Era el momento de Marcelino García Toral. El momento preciso en el lugar perfecto. Su momento preciso porque el tren al que se subió no volverá a pasar otra vez, o tal vez si. Aunque para su desilusión, he ahí lo que se dice sobre el tren de la vida: el primer tren es el último, el último tren es el primero: ¡sólo hay un tren! Y cuando el único tren que recorre todos los continentes, al pasar por Villaviciosa, se desvía hasta Careñes para recoger al 'asturianuco', quién es el guapo que le hace ascos a subir al vagón delantero y sentarse camino de Lezama. Experiencia fallida. Como la cubana de Sierra Maestra: algo hermoso que se promete y no termina de llegar. Marcelino se tiró al monte para bajarlo y, de ciudad en ciudad, como si fuera uno de 'aquellos' pero sin barba ni puro, cuando todo Santa Clara se despierta para verte.
Elizegi, Alkorta, Aiarza. Flota vizcaína de pesca y playa de Larrabasterra. El Club tenía su 'Moncada'. Se trataba de aguantar el tirón. Bombardeado el proyecto por todos los lados. Se afanaba Marcelino aún teniendo los días contados. Nunca fueron oportunas unas elecciones.
Legislar y entrenar con una espada de Damocles por cabeza. De qué sirve lo que no vale; de que habrá de valer lo que se convertirá en inservible. Una Supercopa alzada a base de un estilo cargado de conceptos. Erigir y erigir. Construir, levantar. Cuanto más alta Babel, más dura será la caída. Crecía el Athletic en experiencia y sabiduría. Lo hacía a sabiendas de que su titulación no sería convalidada por las tres escuelas que se postulaban para gobernar la 'ciudad estado' de Bilbao, gobernada por el Athletic Club.
Lo de Marcelino duró lo que dura una docena de piparras y diez huevos con besamel en la barra del Siglo de Portugalete a las una menos diez del mediodía. Como Voro. Escrito su final en el libro del principio. Daba igual el qué, el cómo y el cuánto. Una copa o dos. E incluso un puesto para la Champions League. Tan solo Iraia Iturregi concitaba multitudes.
Como si escrito por San Juan en una isla remota, el fin de los tiempos para los hombres justos como Patxi Salinas, Marcelino, García y Toral, la Trinidad fusilada sin miramientos al anochecer. "Cada plancha trata de ganarse a la masa social con la baza exótica de un técnico llegado de los mares del sur". Del sur de la Gran América era y es Marcelo Bielsa. El derecho a soñar por segunda vez a la espera de que a la tercera fuera la vencida.
Y cuando un alemán de apellido imposible parecía asomar su cabeza, he ahí a Ernesto Valverde Tejedor, destejiendo lo que tejió en la noche de los tiempos.
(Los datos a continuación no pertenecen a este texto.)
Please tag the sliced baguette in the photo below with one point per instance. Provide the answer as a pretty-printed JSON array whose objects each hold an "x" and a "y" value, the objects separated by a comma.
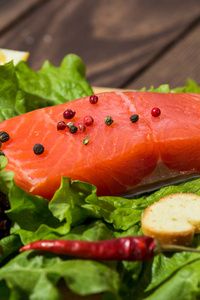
[{"x": 174, "y": 219}]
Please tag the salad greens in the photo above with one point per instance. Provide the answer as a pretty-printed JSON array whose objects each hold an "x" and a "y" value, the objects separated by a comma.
[
  {"x": 23, "y": 90},
  {"x": 75, "y": 212}
]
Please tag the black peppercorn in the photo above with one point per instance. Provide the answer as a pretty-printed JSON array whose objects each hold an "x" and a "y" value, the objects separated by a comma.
[
  {"x": 73, "y": 129},
  {"x": 108, "y": 120},
  {"x": 38, "y": 149},
  {"x": 134, "y": 118},
  {"x": 1, "y": 153}
]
Y lo tejido a mitad de década. Destejido todo para que, a las órdenes de Barkala o Uriarte, se pusiera a tejer las camisetas de los leones de la tercera década del siglo XXII. Porque para su viaje, Ernesto Valverde debería fingir que sus alforjas eran del todo necesarias.
"El mejor". "Lo mejor". Como si el Athletic sin él fuera una canastilla flotando en las aguas del Nilo sin el socorro de la hija del Faraón. Seis años. Siete. Ofrézcasele una octava temporada que no habrá de hacerle ascos. Y si se le promete una pensión por los años cotizados, nos encontraremos ante el 'Fergusson' de "mi Club de referencia". El Athletic, como del mundo se decía, "se ha acomodado", al "ayer de sabor dulce", al "ruido de sus cadenas". Se ha "acostumbrado a ganar", se ha "acostumbrado a perder", se ha "acostumbrado gozar", se ha "acostumbrado a sufrir".
Si la costumbre es hábito que viste al monje de la Catedral, Valverde, ya puestos, podría ser perfectamente ese entrenador vitalicio para un equipo en cuyo universo la gente dejó de morir de un día para otro, como la muerte dejó de matar en esa nación literaria para la que José Saramago escribió "Las intermitencias de la muerte". Hasta la eternidad, 'Txingurri'. Porque no habrá muerte que nos separe.